I don't buy this. A few weeks ago, Reform was in the doldrums, and it was already looking like the moment had passed to salvage it. Tice and Habib don't really understand what it takes to build a movement. They thought it was just a matter of getting on the airwaves. But then along comes Farage and its fortunes changed. 

But all the hope and energy is invested in just one man, and none of the necessary work to turn Reform into a sustainable, coherent movement will be done. There will be no policy work, no strategy, no message discipline, no internal coordination, zero cooperation, and endless internal bickering to the point where at least half the senior figures fall out with Farage and resign. History repeats, leopards do not change their spots. 

Consequently, it will nurture no new talent, it will neglect any serious vetting, making all the same mistakes Ukip made, and will end up limping from one embarrassment to the next, with Tice, Habib and Farage all contradicting each other, and Farage will run his mouth once to often without thinking.

He's sailing close to the wind with his Ukraine remarks. He might be essentially correct but his lack of attention to detail will be his undoing. If it isn't this, it will be something else. I'm all for plain speaking, but you should at least try to avoid walking into ambushes. 

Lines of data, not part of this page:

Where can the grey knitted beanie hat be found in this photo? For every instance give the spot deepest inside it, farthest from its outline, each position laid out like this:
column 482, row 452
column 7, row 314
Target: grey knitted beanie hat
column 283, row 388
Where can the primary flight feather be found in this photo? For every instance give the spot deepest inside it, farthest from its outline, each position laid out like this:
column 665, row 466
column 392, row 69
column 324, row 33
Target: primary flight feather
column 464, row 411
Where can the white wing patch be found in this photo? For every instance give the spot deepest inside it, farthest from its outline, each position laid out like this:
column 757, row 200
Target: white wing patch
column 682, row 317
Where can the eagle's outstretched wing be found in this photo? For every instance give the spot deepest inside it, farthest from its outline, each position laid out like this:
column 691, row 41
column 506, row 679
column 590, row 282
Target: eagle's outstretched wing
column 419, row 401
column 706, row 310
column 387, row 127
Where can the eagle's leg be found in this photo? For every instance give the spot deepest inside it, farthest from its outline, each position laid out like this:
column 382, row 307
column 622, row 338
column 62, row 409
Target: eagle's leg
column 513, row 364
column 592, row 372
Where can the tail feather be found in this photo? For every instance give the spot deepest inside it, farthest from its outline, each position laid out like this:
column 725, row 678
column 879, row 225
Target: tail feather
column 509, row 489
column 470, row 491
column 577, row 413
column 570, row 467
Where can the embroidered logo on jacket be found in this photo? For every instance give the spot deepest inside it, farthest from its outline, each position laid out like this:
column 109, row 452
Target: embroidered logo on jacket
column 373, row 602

What you get from all this is a disorganised mess of a party that cannot withstand the departure of its leader, and it implodes as fast as Ukip did. 

Y'know, if I were Nigel Farage, I'd be hoping to lose Clacton. He is unassailable outside parliament, and he doesn't have the vulnerability of random unvetted colleagues. His outsider status is the source of his power. But once he's in their circus, they'll know exactly how to deal with him. They will collectively unperson him, the speaker will overlook him, and they'll swamp him with formalities. The Tories will will pull the faux outrage routine as much as Labour. They'll turn him into an Andrew Bridgen figure, out on his own. He will acquire a certain anti-prestige, in the same vein as Galloway and Powell, but they will be able to contain him, not least since Reform is unable to convert its polling into seats.

Had they done the groundwork, and identified their most winnable seats, concentrated their ground game there, and made damn sure they have first rate candidates, they might have been able to make a go of it, but that's too much like movement-building. If they hadn't started this process already, we can safely assume they won't now.

I appreciate the game plan for many is to simply destroy the Tory party in the vague hope that something better will replace it, but this replacement isn't just going to fall out of the sky. It has to be built, attending to the fundamentals that make for a successful movement that can withstand the departure of its leader. 

With that in mind, I'm just not all that enthusiastic about "getting onboard" a bus to nowhere that will probably break down somewhere in the wilderness. If the aim is to destroy the Tories, they seem to be doing a pretty good job unaided. I would rather the energy and resources were invested in a vehicle with coherent aims. A failure to do the groundwork now means that we're back at square one when Farage gets too bored/tired/old/sick.